Message 340087 - Python tracker (original) (raw)
On x86-64, clang -O3 compiles the following function:
PyCArgObject * PyCArgObject_new(void) { PyCArgObject *p; p = PyObject_New(PyCArgObject, &PyCArg_Type); if (p == NULL) return NULL; p->pffi_type = NULL; p->tag = '\0'; p->obj = NULL; memset(&p->value, 0, sizeof(p->value)); return p; }
like that:
0x00007fffe9c6acb0 <+0>: push rax
0x00007fffe9c6acb1 <+1>: mov rdi,QWORD PTR [rip+0xe308] # 0x7fffe9c78fc0
0x00007fffe9c6acb8 <+8>: call 0x7fffe9c5e8a0 <_PyObject_New@plt>
0x00007fffe9c6acbd <+13>: test rax,rax
0x00007fffe9c6acc0 <+16>: je 0x7fffe9c6acdf <PyCArgObject_new+47>
0x00007fffe9c6acc2 <+18>: mov QWORD PTR [rax+0x20],0x0
0x00007fffe9c6acca <+26>: mov BYTE PTR [rax+0x28],0x0
0x00007fffe9c6acce <+30>: xorps xmm0,xmm0
0x00007fffe9c6acd1 <+33>: movaps XMMWORD PTR [rax+0x30],xmm0
0x00007fffe9c6acd5 <+37>: mov QWORD PTR [rax+0x40],0x0
0x00007fffe9c6acdd <+45>: pop rcx
0x00007fffe9c6acde <+46>: ret
0x00007fffe9c6acdf <+47>: xor eax,eax
0x00007fffe9c6ace1 <+49>: pop rcx
0x00007fffe9c6ace2 <+50>: ret
The problem is that movaps requires the memory address to be aligned on 16 bytes, whereas PyObject_New() uses pymalloc allocator (the requested size is 80 bytes, pymalloc supports allocations up to 512 bytes) and pymalloc only provides alignment on 8 bytes.

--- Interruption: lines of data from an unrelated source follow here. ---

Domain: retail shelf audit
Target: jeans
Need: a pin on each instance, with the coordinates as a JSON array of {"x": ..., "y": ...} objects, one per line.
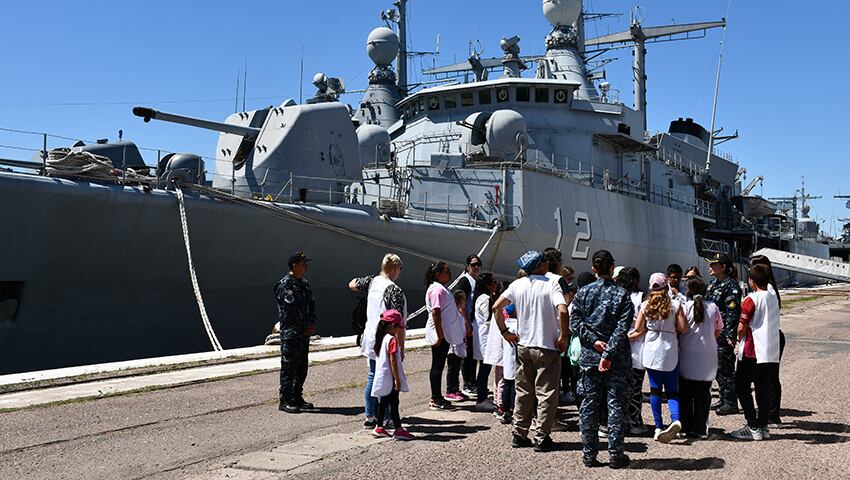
[
  {"x": 388, "y": 405},
  {"x": 438, "y": 363},
  {"x": 669, "y": 382},
  {"x": 636, "y": 398},
  {"x": 455, "y": 365},
  {"x": 776, "y": 390},
  {"x": 481, "y": 382},
  {"x": 508, "y": 394},
  {"x": 762, "y": 374},
  {"x": 695, "y": 401},
  {"x": 469, "y": 374}
]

If PyObject_New() returns an address not aligned on 16 bytes, PyCArgObject_new() crash immediately with a segmentation fault (SIGSEGV).

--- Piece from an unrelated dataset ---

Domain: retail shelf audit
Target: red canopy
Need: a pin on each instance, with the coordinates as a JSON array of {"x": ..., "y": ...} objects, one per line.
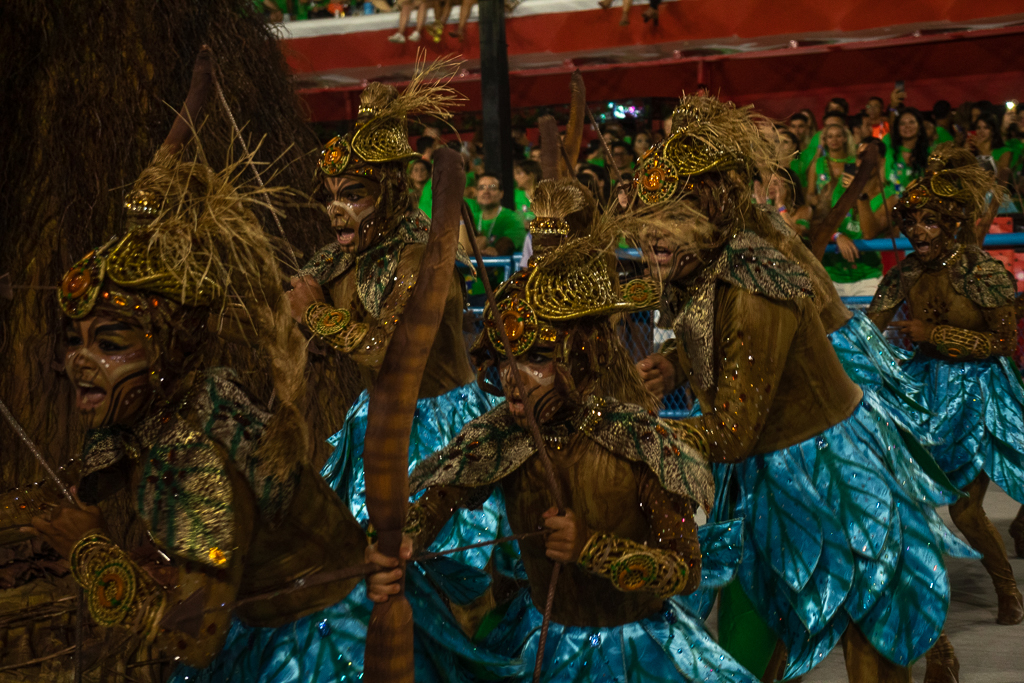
[{"x": 779, "y": 56}]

CPython must be compiled using -fmax-type-align=8 to avoid such alignment crash. Using this compiler flag, clag emits expected machine code:
0x00007fffe9caacb0 <+0>: push rax
0x00007fffe9caacb1 <+1>: mov rdi,QWORD PTR [rip+0xe308] # 0x7fffe9cb8fc0
0x00007fffe9caacb8 <+8>: call 0x7fffe9c9e8a0 <_PyObject_New@plt>
0x00007fffe9caacbd <+13>: test rax,rax
0x00007fffe9caacc0 <+16>: je 0x7fffe9caacdf <PyCArgObject_new+47>
0x00007fffe9caacc2 <+18>: mov QWORD PTR [rax+0x20],0x0
0x00007fffe9caacca <+26>: mov BYTE PTR [rax+0x28],0x0
0x00007fffe9caacce <+30>: xorps xmm0,xmm0
0x00007fffe9caacd1 <+33>: movups XMMWORD PTR [rax+0x30],xmm0
0x00007fffe9caacd5 <+37>: mov QWORD PTR [rax+0x40],0x0
0x00007fffe9caacdd <+45>: pop rcx
0x00007fffe9caacde <+46>: ret
0x00007fffe9caacdf <+47>: xor eax,eax
0x00007fffe9caace1 <+49>: pop rcx
0x00007fffe9caace2 <+50>: ret
"movaps" instruction becomes "movups" instruction: "a" stands for "aligned" in movaps, whereas "u" stands for "unaligned" in movups.